High-Protein Egg Muffin Cups (Printable Version)

Portable protein-packed egg muffins loaded with spinach, tomatoes, and cheese. Ideal for grab-and-go breakfasts or snacks.

# The Ingredients You'll Need:

→ Eggs & Dairy

01 - 8 large eggs
02 - 1/2 cup low-fat cottage cheese
03 - 1/4 cup shredded cheddar cheese, optional

→ Vegetables

04 - 1 cup fresh baby spinach, chopped
05 - 1 cup cherry tomatoes, quartered
06 - 1/4 cup red bell pepper, finely diced
07 - 2 green onions, sliced

→ Seasonings

08 - 1/2 teaspoon salt
09 - 1/4 teaspoon black pepper
10 - 1/4 teaspoon smoked paprika, optional

→ Cooking

11 - Olive oil spray or muffin liners

# Step-by-Step Instructions:

01 - Preheat oven to 350°F. Lightly grease a 12-cup muffin tin with olive oil spray or line with paper muffin liners.
02 - In a large mixing bowl, whisk together eggs and cottage cheese until smooth. Stir in shredded cheddar cheese if using.
03 - Add chopped spinach, cherry tomatoes, red bell pepper, and green onions to the egg mixture. Season with salt, black pepper, and smoked paprika.
04 - Evenly divide the mixture among the 12 muffin cups, filling each approximately 3/4 full.
05 - Bake for 18 to 22 minutes, or until eggs are set and tops are lightly golden.
06 - Remove from oven and let cool for a few minutes.
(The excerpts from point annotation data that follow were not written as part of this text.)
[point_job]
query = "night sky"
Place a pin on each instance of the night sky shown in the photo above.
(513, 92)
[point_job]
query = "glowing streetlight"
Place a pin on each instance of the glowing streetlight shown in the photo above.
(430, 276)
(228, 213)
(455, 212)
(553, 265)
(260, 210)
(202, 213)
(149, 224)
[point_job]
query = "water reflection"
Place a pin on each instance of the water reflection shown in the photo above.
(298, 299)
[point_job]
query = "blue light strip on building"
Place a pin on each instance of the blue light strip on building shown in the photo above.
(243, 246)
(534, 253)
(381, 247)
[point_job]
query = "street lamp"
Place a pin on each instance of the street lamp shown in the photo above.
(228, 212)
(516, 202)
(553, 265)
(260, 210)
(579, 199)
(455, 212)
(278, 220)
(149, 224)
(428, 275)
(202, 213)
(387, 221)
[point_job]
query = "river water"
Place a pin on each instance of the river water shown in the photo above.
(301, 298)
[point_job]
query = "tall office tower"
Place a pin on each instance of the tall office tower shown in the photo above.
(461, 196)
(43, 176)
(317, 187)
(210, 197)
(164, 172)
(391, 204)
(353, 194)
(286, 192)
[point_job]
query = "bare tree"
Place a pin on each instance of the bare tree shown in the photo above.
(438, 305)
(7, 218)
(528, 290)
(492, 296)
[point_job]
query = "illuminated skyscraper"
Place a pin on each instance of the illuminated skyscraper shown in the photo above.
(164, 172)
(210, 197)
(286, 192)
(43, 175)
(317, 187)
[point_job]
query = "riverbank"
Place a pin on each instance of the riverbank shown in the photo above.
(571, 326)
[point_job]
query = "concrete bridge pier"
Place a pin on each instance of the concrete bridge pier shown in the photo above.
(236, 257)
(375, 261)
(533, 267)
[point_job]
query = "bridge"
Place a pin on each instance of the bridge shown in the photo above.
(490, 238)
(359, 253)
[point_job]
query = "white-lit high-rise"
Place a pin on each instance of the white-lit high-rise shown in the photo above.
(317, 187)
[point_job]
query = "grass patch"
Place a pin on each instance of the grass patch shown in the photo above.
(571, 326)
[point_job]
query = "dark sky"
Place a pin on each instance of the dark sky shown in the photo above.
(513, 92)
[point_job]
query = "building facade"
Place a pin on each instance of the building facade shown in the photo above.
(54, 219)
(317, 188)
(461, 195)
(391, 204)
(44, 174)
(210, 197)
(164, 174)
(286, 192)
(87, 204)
Run a knife around the edges to release from tin if necessary.
07 - Serve warm, or let cool completely before storing in an airtight container in the refrigerator for up to 4 days.

# Additional Tips::

01 -
  • Grab one cold from the fridge when you're running late, no reheating required.
  • They stay fresh for days, which means one Sunday afternoon of prep feeds you all week.
  • High protein keeps you satisfied way longer than toast, and you'll feel the difference by mid-morning.
  • Naturally gluten-free and customizable to whatever vegetables you have on hand.
02 -
  • Don't skip the cooling time in the tin—I learned this the hard way when I tried to remove them while still steaming and they fell apart like scrambled eggs.
  • The baking time varies depending on how full your cups are and how hot your oven actually runs, so check at 18 minutes the first time you make them.
03 -
  • Room temperature eggs whisk smoother and incorporate with the cottage cheese more evenly than cold eggs straight from the fridge.
  • If your tomatoes release a lot of liquid, pat them dry before adding—wet vegetables are the main reason these end up watery instead of tender.